What If My Child Has A Knocked Out Tooth?

If a art of being a kid involves rough and tumble play. But what if my child has a knocked out tooth? If your child plays out of doors or plays sports, knocking out a tooth is a possibility.  Losing teeth, whether permanent or primary should involve a visit to the dentist. Your pediatric dentist can help by reattaching the tooth or providing a cosmetic fix for the resulting gap. Parents can help save the tooth by knowing what to do if an accident occurs.

What to Do With A Knocked Out Tooth

When your child knocks out their tooth it can be painful and traumatic, especially if its a permanent tooth. Be sure to comfort your child first then try reinserting the tooth, if you can. You should avoid touching the root of the tooth at all costs! If you need to control the bleeding, use a sterile gauze over the socket and have your child bite down or hold it in place. Do not scrub the tooth or remove any tissue from it. Rinse it in milk if the tooth is dirty, but be sure not to hold it over the sink drain in case it slips out of your hand. Gently replace the tooth into the socket. If you can not do that or if it doesn’t stay put the tooth in a clean jar of milk, saltwater or saliva. Do not wrap the tooth as it reduces the chances of being able to reattach it. Take your child to see their dentist as soon as possible and bring the tooth with you! If you can’t find the tooth it may be lodged in the child’s mouth. The dentist will perform an x-ray to make sure and see if  there are no other injuries.

What Happens Next

Losing a primary tooth or baby tooth is a natural part of growing. Losing them too early or if they are forced upwards into the gums can create future problems. If you lose a primary tooth before its ready can lead to something called tooth crowding, where permanent teeth move into the vacant spot. Your dentist can help that from happening by inserting an appliance called a ‘space maintainer’ into your child’s mouth. This will leave space for their permanent tooth.

Sometimes permanent teeth will reattach if they are held in place for several weeks. Your dentist can ‘splint’ the tooth with thin plastic or metal wires to keep it in place long enough for the ligaments regrow to the bone.
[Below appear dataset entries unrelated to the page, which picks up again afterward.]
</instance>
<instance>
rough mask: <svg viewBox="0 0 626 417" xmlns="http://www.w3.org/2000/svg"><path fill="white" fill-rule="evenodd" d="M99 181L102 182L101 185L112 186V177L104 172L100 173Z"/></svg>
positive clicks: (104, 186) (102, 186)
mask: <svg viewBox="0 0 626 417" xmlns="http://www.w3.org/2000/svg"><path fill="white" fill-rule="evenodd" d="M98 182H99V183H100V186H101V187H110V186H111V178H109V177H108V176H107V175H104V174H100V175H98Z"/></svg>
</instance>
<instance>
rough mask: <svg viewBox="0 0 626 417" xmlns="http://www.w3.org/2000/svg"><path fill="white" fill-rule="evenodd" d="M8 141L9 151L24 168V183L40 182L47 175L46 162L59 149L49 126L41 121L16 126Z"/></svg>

Your dentist will schedule a follow up appointment to make sure that happens.

When a Tooth Doesn’t Reattach

In the event the tooth does not or can not reattach, your dentist can talk to you about the available options for tooth replacement. Implants or bridges are used to return your child’s smile. Implants are inserted into the jawbone and grow into the bone over a period of months. Once its completely embedded the dentist will attach a crown to the abutment of the implant. A bridge is one or more false teeth that are attached to neighboring teeth on either side for support. Both options require several appointments and the same care as regular teeth.

 Losing a tooth can be a shocking and painful moment for the child and the parent. Being sure to take the proper preventative measures and going to the dentist immediately will help avoid complications later. Remember that even if the tooth can’t be saved there are options to keep your child’s perfect smile, especially when you know what to do if your child loses a tooth!